27 Nisan günü saat 06.32’de (tr) bir Dolunay meydana gelecek ve etkilerini 14 gün boyunca deneyimleyeceğiz. 

Dolunay zamanlarında yaşamlarımızda bir şeyler aydınlanır, ortaya çıkar, görünür olur. Bilinçaltımızın derinlikleri bizimle konuşur, rüyalarımız, duygularımız ve hislerimiz daha belirgindir. Tamamlanmalar, sonlanmalar yaşanır. Bu dolunayda görmemiz gereken; ortaya çıkanın, bastırdıklarımızın, yüzleştiklerimizin, kızgınlığımızın neye hizmet ettiğini, karanlığımızın hangi yanımızı parlatmak için ortaya çıktığını görebilmektir!
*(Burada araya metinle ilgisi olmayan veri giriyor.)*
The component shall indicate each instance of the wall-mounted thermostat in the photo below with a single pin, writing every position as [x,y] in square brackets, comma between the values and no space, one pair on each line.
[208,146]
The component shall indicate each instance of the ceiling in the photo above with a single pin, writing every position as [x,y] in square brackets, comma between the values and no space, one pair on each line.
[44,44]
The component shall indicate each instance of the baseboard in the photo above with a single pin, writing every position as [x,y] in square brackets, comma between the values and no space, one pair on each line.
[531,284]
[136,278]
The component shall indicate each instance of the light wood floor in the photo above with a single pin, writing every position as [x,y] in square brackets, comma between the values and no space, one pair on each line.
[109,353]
Dolunay’da içsel ihtiyacımız; derinleşmek, detaylarına inmek, yüzleşmek, güç sahibi olmak, korkusuzca üstüne gitmek, öğrenene kadar veya elde edene kadar bırakmamak, dönüşmek, dönüştürmek, şifa bulmak olacaktır. Bu Dolunay’daki şifa şurup içip iyileşmek gibi değildir. Buradaki şifa neşterle kanserleşmiş bir şeyi söküp atabilmekten geçmektedir. Doktor, sana şifa olacağını bildiğinden duygularını kenara koyup o dokuyu kesip atmak zorundadır. İşte Dolunay süreci de tam da böyle korkusuzca gitmesi gerekenleri görüp yenilenmeye hizmet ediyor.
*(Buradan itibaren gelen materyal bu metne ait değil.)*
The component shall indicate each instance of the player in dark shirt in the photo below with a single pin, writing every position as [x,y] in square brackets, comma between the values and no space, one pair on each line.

Dolunay’ın hemen karşısında bilincimiz 5 duyu organını hatırlamayı arzuluyor. Yemeyi, içmeyi, gezmeyi, huzur bulmayı, ait hissetmeyi, hayatın tadını çıkartmayı… Ama (12. evde) bu arzu; bastırılan, ortaya konmaya çekinilen bir arzu. Tam karşıda (6. evde); sorumluluklar, rutinler, alışkanlıklar, yapılması gerekenler var. Hem de belki yüzyıllardır süregelen. Böyle gelmiş, artık böyle gitmeyen! 

Sorumluluklarının, rutinlerinin, alışkanlıklarının, iş ve günlük hayat düzeninin hepsi, senin mi?
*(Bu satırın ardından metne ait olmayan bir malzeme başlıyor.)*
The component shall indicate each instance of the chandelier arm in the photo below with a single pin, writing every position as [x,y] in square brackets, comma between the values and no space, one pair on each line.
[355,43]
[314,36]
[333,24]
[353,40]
Bu yıl itibariyle; sahip oldukça, aldıkça, takıntı yaptıkça, tükettikçe beslendiğini sanan nefsimizden azat olmaya ve bakış açımızı değiştirmeye, yeni bir bilince çağrılıyoruz.

Benliğimize, keyifle ve hafif yaşamaya, huzurumuza engel olan ne varsa, yaşam onları bizi durdurarak bu süreçte gösterebilir. Ama burada yapılmaması gereken şey; fevri kararlar vermek, boş vermek, isyan etmek, birden kesip atmaktır. Adım adım ve sabırla sorumlulukları bölüşmek, başka yöntemler denemek, değişimin sorumluluğunu alabilmek gereklidir.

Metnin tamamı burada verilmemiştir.